Fat chance. Green, who won a division title in his first year with the Vikings, favors a more urgent approach. "Patience is not one of my virtues," Green told the fan. "We need to get this going now."
Never mind that the Cardinals have had just one winning season during their 16year run in the desert. And never mind that, as the 55-year-old Green willingly concedes, the team lacks talent in several key areas.
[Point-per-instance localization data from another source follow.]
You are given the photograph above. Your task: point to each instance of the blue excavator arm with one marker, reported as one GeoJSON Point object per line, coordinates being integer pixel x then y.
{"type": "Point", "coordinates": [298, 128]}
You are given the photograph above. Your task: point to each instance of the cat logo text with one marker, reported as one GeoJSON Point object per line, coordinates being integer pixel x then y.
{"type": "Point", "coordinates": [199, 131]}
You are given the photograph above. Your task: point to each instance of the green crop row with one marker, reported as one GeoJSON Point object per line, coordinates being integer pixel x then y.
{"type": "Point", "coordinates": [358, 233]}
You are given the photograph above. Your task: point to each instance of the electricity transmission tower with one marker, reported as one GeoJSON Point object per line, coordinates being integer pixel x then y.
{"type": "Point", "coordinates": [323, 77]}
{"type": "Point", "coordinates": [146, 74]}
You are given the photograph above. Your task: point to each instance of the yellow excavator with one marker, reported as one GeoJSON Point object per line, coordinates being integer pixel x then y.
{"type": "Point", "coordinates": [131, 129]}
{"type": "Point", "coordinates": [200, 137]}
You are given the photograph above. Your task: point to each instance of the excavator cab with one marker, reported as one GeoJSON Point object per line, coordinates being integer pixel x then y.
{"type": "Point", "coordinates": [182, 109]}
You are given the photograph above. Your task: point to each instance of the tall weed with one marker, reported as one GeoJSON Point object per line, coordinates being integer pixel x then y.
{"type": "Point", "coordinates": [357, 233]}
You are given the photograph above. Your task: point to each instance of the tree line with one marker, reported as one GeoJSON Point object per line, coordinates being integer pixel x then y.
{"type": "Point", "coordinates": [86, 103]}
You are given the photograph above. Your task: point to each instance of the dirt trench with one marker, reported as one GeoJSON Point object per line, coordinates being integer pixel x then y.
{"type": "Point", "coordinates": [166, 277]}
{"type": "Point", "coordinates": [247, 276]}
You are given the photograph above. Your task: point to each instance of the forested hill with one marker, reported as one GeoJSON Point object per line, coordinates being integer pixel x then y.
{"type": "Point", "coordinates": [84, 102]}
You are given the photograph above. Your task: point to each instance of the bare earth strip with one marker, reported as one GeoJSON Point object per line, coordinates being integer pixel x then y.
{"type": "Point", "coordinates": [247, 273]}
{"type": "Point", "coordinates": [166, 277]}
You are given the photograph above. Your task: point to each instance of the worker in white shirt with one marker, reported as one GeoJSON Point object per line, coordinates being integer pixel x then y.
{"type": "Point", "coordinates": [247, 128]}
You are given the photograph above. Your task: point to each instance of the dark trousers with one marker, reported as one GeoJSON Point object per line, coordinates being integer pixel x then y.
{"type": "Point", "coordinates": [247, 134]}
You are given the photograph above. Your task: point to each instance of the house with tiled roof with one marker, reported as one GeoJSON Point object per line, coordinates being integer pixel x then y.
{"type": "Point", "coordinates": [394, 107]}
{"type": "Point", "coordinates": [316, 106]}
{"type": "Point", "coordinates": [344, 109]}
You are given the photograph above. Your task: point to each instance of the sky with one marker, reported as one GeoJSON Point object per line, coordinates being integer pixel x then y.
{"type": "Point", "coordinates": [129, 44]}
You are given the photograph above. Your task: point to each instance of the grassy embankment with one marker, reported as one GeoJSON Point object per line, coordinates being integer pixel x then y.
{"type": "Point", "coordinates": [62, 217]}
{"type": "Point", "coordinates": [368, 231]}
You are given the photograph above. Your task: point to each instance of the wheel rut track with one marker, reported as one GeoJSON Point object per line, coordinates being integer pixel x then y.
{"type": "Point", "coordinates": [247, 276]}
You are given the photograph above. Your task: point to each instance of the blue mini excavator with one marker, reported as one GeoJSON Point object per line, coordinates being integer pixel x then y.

Green, who led Minnesota to eight playoff berths in his 10 seasons there, is taking an aggressive approach toward raising Arizona--something that should be reflected by the Cardinals' high-flying attack.
Shortly after taking the job last January-- Dave McGinnis was fired after a 4-12 season--Green put his faith in third-year quarterback Josh McCown, a tall Texan who showed promise during three late-season starts in 2003. In the finale McCown, a third-round draft choice out of Sam Houston State in '02, knocked Minnesota out of the playoffs with a last-play, 28-yard TD pass on fourth-and-25. "One thing you always like is a quarterback who's an athlete, and he's an exceptional one," Green says of the mobile McCown. "He's an accurate passer, an intelligent man who understands football."
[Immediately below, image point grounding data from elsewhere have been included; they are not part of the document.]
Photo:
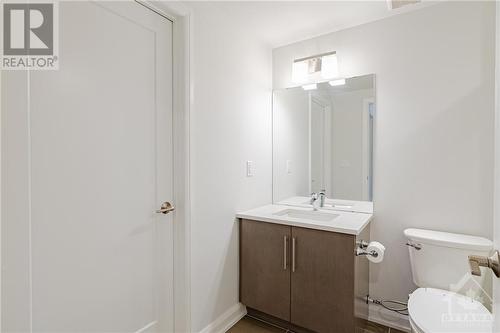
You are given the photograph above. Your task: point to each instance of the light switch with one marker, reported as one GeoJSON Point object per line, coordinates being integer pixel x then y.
{"type": "Point", "coordinates": [250, 169]}
{"type": "Point", "coordinates": [289, 167]}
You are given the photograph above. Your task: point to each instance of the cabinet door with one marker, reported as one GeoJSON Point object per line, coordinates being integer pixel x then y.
{"type": "Point", "coordinates": [265, 267]}
{"type": "Point", "coordinates": [322, 281]}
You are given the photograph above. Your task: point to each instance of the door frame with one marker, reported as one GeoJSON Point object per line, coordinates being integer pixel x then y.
{"type": "Point", "coordinates": [180, 16]}
{"type": "Point", "coordinates": [496, 196]}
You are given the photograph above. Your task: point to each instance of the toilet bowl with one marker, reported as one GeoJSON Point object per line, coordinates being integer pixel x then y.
{"type": "Point", "coordinates": [441, 311]}
{"type": "Point", "coordinates": [447, 298]}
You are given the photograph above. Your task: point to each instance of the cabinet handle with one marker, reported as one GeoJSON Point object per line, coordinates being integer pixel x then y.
{"type": "Point", "coordinates": [284, 252]}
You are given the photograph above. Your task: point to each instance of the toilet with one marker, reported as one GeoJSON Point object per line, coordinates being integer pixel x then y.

Not that Green is professing his lifelong devotion to McCown--after all, his eight Vikings teams that reached the postseason used seven starters under center. "I'd like to be the quarterback that sticks around awhile," McCown says.
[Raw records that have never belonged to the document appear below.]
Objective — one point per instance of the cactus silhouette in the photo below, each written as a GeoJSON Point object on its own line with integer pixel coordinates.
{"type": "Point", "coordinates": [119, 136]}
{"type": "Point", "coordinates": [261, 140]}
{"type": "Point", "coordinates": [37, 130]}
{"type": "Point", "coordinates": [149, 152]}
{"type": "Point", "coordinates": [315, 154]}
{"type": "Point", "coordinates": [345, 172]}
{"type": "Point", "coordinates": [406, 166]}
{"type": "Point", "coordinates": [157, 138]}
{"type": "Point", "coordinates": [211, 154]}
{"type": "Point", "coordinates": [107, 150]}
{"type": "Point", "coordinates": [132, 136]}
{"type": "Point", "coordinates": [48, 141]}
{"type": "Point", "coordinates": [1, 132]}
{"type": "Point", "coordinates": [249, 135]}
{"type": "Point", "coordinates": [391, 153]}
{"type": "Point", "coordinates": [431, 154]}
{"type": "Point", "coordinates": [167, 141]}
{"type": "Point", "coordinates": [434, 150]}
Green shook up the team by cutting some players (including veteran offensive lineman Pete Kendall, a starter the past three seasons) and demoting others. He also used his keen skills as personnel evaluator to assemble a promising draft class, featuring Pitt wideout Larry Fitzgerald, the No. 3 selection. Fitzgerald, a former Vikings ball boy who has known Green since he was a kid, joins last season's surprise Rookie of the Year, Anquan Boldin (a rookie-record 101 catches, for 1,357 yards and eight touchdowns), to create a tandem that could be scary for years to come.
Throw in third wideout Bryant Johnson, a first-round pick in 2003, and Freddie Jones, whom Green regards as a Pro Bowl--caliber tight end, and the strong-armed McCown has a chance to do some damage--especially when Boldin returns in mid-October from knee surgery. "I think a lot of people are going to be surprised, especially when we start putting up wins," Jones says. "Just like last year--Carolina went with a new, young quarterback, Jake Delhomme, and lo and behold he went to the Super Bowl. I think Josh is that type of guy."
The Cardinals do have one prominent player on offense for whom Super Bowls are more than a fantasy. With speedy fourth-year back Marcel Shipp out with a broken left leg, which could sideline him for much of the season, the bulk of Arizona's rushing chores will be handled by 35-year-old Emmitt Smith. Last year Smith ran for just 256 yards in 10 games, gaining a mere 2.8 yards per carry. Green, however, is one of the few respected NFL minds convinced that Smith is not done.
"Emmitt is a lot better player than he appeared to be [in 2003], and I think he'll show it," Green insists. "I didn't get the feeling last year that the offensive linemen took enough pride in the fact that they were blocking for the alltime leading rusher. This year, I believe they'll get it."